Ashocking $500,000 award, by a labour relations arbitrator against the Greater Toronto Airport Authority, for a $50,000-a-year employee, has stunned employers.
The arbitrator, Owen Shime, justified this massive award by citing the breach of an invented “mental security” provision supposedly implied in every collective agreement. “In my view, one of the main purposes of a collective agreement is to provide employees with “psychological benefit” and “mental security” in being gainfully employed,” he said, adding that “the object of the collective agreement to both secure a psychological benefit and also mental security was within the reasonable contemplation of the parties and mental distress damages arising from the breach are recoverable.”

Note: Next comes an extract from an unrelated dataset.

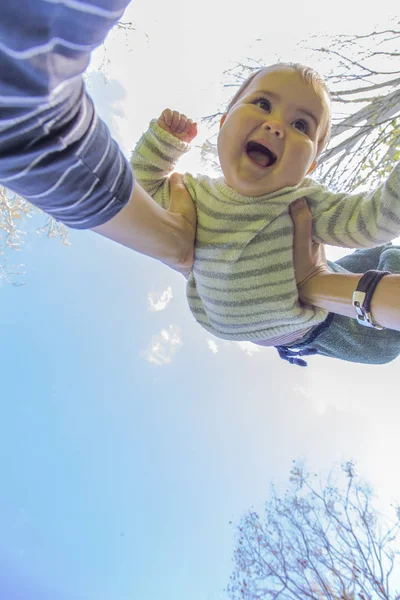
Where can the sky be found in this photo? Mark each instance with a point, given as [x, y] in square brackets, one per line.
[130, 438]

In the many collective agreements I have conducted in 30 years of practice, I have yet to meet an employer who contemplated the “object of the collective agreement” to be either “psychological benefit” or “mental security” for its employees. No surprise then that unionized employees greeted this award with delight and employers with incredulity. The GTAA is seeking judicial review.

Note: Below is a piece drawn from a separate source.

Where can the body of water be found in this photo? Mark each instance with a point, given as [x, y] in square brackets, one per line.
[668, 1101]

Like many employers, it faced a costly absenteeism problem, which it was trying to limit through an attendance-monitoring program. The grievor, a fleet co-ordinator, had taken a four-week leave after surgery. Because of her relationship with another employee under scrutiny for false sick leave, she was placed under observation. Her partner was fired for sick leave fraud.

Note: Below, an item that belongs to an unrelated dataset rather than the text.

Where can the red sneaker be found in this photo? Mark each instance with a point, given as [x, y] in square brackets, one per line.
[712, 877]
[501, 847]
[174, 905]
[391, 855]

After obtaining videotape evidence of the grievor, while on leave, establishing mobility inconsistent with her claim of being unable to work, she was asked if could return to work in an accommodated role. She returned one week early, but instead of discussing accommodation, the GTAA asked her to report with her union representative to a meeting two days later, purportedly to discuss what work she could perform.
During that meeting, the GTAA asked questions regarding her physical limitations and addressed inconsistencies based on its videotaped evidence. She was suspended and subsequently terminated for being absent from work dishonestly.
The arbitrator found that the GTAA ignored supporting evidence and failed to consult medical experts to support its view of the grievor’s dishonesty relating to her condition. He took into account the GTAA’s knowledge she had suffered post-traumatic stress caused by physical and sexual abuse from her then husband that could be retriggered by being terminated and labelled as dishonest. The grievor was subsequently re-employed, at $20,000 a year.
The arbitrator awarded her $400,000 for loss of past and future income, a sum equivalent to eight years of her salary and benefits, from the date of termination to the date of what would have been early retirement. In addition, there were punitive damages and damages for mental distress of $50,000 each, highly unusual in a union arbitration case.
Obliging employers to safeguard an employee’s “mental security” supposedly existent, although not in words, in every collective agreement, exposes employers to potentially crippling liability. If this decision stands, employers will be liable for the consequences of a breach of “mental security,” the basis and limits of which are as yet unascertained. From now on, difficult management decisions will habitually be met by the boilerplate allegation and accompanying grievance that affected employees’ “mental security” has been breached. A whirlwhind of new grievances has just been opened. And if the union doesn’t take the case, new complaints will be made to the labour board against the union.
The arbitrator’s decision is a caution to employers not to too hastily investigate suspected fraudulent sick leave claims, especially of long-service employees.
It veers into uncharted territory. It is not merely the award for mental security but the provision of damages to retirement. It equates a collective agreement to a security blanket, providing coverage from the cradle of hiring to retirement, and imposes on employers a positive obligation of trust and confidence relative to their employees. This effectively binds the employer to act in the best interests of its employees in an undetermined myriad of respects.
Such a finding means mental distress damages are foreseeable and recoverable whenever a breach of the collective agreement relating to “security of employment” can be shown. It is an open invitation to a deluge of new mental distress claims.
Unless this decision is overturned, employers are cautioned to do the following:
-Act with great circumspection before terminating unionized employees for cause;
-Follow the terms of the collective agreement scrupulously;
-Conduct investigations thoroughly;
-Seek expert advice whenever necessary to support your conclusions;
-Consider references, relocation counselling, continued EAP assistance, psychologocal counselling, job search assistance and other services to ensure employees’ mental equanimity is minimally impaired.
Howard Levitt is senior partner of Levitt LLP, employment and labour lawyers. He practises employment law in eight provinces and is author of The Law of Hiring in Canada, soon to be released.